Assyrians are predominantly Christians of the East and West Syriac Rite. The majority of Assyrians in the Holy Land (Israel and Palestine) are adherents of the Syriac Orthodox Church, while a smaller community of Catholic Assyrians also exists.

===Orthodox Assyrians===
====Syriac Orthodox Church====

The Syriac Orthodox Church is the largest Assyrian church, covered by the Archbishopric of Israel, Palestine and Jordan under the spiritual guidance and direction of Archbishop Gabriel Dahho.
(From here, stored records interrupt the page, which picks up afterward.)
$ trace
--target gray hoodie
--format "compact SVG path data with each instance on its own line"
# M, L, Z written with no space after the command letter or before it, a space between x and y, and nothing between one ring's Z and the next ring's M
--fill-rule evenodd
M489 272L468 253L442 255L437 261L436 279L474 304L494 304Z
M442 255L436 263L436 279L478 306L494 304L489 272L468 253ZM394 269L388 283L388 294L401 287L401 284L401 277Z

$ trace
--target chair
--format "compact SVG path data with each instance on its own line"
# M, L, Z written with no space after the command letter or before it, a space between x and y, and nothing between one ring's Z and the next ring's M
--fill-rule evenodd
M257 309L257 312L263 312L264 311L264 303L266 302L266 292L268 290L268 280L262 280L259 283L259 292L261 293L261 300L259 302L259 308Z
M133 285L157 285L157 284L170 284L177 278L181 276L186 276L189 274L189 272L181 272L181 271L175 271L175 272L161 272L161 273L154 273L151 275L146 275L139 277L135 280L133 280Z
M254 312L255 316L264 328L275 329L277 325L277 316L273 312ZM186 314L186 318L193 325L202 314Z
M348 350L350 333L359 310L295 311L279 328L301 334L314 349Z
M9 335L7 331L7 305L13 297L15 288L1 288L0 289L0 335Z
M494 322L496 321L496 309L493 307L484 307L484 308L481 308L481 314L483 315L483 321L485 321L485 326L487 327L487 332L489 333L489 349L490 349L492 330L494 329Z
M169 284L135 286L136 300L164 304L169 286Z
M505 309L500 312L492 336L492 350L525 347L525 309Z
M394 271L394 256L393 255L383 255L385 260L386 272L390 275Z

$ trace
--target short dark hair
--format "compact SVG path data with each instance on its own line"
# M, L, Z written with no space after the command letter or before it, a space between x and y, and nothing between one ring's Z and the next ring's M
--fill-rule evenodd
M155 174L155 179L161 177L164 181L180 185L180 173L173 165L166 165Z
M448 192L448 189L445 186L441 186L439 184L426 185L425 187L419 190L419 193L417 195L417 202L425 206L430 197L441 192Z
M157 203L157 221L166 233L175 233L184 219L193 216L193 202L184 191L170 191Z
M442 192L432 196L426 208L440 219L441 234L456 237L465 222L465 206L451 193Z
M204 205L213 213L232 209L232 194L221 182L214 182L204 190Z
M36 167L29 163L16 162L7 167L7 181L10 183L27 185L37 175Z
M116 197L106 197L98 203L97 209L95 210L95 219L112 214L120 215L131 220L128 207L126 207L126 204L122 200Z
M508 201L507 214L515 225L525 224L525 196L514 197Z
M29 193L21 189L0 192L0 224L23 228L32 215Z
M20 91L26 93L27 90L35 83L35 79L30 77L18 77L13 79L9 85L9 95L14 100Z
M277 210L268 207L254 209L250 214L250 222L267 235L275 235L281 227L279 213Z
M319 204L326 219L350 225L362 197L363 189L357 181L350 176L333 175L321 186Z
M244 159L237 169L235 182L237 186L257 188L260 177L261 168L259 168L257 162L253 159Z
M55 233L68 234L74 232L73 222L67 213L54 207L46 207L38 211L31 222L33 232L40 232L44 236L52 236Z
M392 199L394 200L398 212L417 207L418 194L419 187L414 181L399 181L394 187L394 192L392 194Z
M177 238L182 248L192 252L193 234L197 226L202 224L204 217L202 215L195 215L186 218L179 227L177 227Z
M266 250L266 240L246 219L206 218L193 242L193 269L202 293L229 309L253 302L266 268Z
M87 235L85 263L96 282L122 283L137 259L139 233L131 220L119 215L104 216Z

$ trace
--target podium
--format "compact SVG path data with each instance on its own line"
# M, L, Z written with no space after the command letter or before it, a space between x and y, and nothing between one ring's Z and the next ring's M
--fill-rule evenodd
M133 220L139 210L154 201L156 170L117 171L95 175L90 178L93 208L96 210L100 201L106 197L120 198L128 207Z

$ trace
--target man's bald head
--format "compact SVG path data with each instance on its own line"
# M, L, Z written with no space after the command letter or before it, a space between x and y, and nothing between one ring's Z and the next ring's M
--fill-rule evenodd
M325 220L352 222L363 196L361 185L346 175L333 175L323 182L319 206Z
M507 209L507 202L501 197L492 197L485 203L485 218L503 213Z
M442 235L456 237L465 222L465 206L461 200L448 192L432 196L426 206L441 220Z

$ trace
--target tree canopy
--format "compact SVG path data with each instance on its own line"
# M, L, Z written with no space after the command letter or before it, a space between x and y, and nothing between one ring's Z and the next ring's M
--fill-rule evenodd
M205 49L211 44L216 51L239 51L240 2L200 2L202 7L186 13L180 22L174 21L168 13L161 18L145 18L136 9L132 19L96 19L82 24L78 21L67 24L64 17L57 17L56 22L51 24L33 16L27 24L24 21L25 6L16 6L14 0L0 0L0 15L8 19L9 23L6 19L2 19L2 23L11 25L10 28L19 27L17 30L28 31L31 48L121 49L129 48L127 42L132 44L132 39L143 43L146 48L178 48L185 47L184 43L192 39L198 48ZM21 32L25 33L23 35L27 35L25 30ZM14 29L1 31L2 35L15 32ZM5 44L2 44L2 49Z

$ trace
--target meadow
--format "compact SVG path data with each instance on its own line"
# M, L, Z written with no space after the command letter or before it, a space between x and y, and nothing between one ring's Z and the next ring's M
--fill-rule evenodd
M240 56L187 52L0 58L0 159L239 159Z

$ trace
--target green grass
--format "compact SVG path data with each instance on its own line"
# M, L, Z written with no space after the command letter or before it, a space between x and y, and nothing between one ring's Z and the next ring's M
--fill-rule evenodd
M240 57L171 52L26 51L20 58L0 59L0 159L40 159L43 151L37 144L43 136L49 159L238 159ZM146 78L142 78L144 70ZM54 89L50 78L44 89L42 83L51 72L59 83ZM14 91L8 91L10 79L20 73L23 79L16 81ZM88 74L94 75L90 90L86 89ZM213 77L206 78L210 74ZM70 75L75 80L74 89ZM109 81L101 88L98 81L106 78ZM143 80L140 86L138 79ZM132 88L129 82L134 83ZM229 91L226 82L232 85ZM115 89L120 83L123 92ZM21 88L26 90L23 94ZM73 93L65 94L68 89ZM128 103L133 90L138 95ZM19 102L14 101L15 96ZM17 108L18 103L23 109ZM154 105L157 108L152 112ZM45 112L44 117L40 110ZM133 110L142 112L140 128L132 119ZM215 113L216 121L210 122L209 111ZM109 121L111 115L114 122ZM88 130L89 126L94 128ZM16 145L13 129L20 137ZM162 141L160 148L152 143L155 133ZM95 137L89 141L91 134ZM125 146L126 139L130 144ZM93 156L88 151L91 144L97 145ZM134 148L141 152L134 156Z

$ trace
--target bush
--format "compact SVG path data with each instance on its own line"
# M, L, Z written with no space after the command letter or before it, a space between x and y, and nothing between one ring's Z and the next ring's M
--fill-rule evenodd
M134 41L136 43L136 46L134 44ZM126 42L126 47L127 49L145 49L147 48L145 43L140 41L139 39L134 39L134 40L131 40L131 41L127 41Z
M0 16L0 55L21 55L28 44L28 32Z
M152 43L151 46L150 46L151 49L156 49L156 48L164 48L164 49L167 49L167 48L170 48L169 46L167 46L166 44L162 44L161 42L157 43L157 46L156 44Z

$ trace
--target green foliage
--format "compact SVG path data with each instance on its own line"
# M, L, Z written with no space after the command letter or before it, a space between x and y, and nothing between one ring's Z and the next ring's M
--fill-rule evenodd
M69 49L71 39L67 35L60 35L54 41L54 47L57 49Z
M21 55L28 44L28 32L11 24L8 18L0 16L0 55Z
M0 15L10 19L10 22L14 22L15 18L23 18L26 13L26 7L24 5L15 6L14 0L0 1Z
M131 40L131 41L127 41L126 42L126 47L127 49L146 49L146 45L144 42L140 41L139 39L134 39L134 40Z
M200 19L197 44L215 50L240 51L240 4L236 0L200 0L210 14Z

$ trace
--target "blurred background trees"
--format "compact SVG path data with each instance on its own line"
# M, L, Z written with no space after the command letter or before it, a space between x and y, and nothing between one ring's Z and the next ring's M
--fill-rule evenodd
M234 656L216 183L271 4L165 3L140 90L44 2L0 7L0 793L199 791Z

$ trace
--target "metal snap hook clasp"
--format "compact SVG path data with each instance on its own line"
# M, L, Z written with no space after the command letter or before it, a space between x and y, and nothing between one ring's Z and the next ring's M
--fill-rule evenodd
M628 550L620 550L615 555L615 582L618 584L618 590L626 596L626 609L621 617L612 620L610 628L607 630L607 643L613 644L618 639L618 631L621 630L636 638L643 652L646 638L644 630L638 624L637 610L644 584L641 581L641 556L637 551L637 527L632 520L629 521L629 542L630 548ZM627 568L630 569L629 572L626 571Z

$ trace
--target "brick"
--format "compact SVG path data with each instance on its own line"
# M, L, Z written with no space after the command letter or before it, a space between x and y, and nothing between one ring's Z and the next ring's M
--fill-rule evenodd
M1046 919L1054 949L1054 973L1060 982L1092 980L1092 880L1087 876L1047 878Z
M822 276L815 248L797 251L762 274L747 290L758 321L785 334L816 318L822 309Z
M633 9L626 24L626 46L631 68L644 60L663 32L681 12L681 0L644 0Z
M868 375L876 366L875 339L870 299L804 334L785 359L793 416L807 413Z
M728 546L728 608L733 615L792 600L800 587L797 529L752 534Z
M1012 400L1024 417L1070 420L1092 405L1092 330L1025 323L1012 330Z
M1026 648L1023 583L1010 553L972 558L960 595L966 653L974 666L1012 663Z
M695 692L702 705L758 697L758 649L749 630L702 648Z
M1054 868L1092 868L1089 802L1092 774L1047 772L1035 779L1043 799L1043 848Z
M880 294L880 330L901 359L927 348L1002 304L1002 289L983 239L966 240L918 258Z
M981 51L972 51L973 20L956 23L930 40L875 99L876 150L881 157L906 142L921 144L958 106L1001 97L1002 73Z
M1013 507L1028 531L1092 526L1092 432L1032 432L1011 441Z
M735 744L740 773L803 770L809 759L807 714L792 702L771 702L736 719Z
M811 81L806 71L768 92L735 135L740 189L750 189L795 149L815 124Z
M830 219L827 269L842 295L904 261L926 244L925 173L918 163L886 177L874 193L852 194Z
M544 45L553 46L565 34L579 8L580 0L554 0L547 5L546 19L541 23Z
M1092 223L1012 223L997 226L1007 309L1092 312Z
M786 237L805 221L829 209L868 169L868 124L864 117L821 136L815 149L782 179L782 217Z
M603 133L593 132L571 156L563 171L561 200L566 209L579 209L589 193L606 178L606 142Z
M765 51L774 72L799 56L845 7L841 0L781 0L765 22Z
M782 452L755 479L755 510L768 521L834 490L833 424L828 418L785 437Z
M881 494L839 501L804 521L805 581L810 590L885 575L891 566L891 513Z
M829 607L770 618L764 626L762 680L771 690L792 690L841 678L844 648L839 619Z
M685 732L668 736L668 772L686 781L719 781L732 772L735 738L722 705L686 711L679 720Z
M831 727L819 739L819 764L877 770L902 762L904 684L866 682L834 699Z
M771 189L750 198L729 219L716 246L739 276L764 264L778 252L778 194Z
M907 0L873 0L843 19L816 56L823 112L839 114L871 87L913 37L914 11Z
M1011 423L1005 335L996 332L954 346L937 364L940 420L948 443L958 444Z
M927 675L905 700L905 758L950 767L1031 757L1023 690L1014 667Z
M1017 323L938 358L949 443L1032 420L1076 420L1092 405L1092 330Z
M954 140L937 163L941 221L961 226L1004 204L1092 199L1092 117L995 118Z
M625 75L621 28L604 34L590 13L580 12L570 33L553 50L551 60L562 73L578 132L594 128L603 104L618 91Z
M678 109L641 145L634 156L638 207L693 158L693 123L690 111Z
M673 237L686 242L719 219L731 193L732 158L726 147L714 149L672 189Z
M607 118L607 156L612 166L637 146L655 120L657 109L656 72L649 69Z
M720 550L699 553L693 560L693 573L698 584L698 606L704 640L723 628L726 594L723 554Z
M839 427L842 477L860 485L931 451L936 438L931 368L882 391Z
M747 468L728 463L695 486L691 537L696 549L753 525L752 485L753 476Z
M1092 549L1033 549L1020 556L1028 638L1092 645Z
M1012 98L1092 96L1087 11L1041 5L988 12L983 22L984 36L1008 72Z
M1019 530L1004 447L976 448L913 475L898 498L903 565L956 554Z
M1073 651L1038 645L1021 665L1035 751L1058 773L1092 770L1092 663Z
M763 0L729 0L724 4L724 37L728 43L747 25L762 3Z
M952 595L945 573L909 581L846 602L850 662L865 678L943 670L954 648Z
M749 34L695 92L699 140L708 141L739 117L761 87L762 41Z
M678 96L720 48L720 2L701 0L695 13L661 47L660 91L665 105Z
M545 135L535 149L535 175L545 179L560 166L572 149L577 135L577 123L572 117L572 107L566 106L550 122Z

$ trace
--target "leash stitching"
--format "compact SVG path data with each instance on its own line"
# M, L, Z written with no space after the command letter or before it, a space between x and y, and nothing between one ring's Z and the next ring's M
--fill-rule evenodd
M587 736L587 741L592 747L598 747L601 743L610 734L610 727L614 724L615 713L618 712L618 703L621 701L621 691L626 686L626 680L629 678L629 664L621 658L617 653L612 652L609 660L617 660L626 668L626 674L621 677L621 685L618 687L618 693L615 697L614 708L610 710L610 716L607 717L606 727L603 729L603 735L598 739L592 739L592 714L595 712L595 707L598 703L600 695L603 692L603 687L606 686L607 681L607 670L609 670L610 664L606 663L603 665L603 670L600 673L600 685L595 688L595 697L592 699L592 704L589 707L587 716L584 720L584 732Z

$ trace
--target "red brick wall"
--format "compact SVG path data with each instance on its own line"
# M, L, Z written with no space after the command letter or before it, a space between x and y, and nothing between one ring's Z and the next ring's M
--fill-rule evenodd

The most notable monastery is the Monastery of Saint Mark in Jerusalem. The Syriac Orthodox Church also has sharing rights to the Church of the Holy Sepulchre and minor rights to the Tomb of the Virgin Mary where they possess an altar on the western side of the holy site.

===Catholic Assyrians===
====Syriac Catholic Church====

The Syriac Catholic Church has a Patriarchal Exarchate formed in 1892 and is based out of the Church of Saint Thomas in Jerusalem.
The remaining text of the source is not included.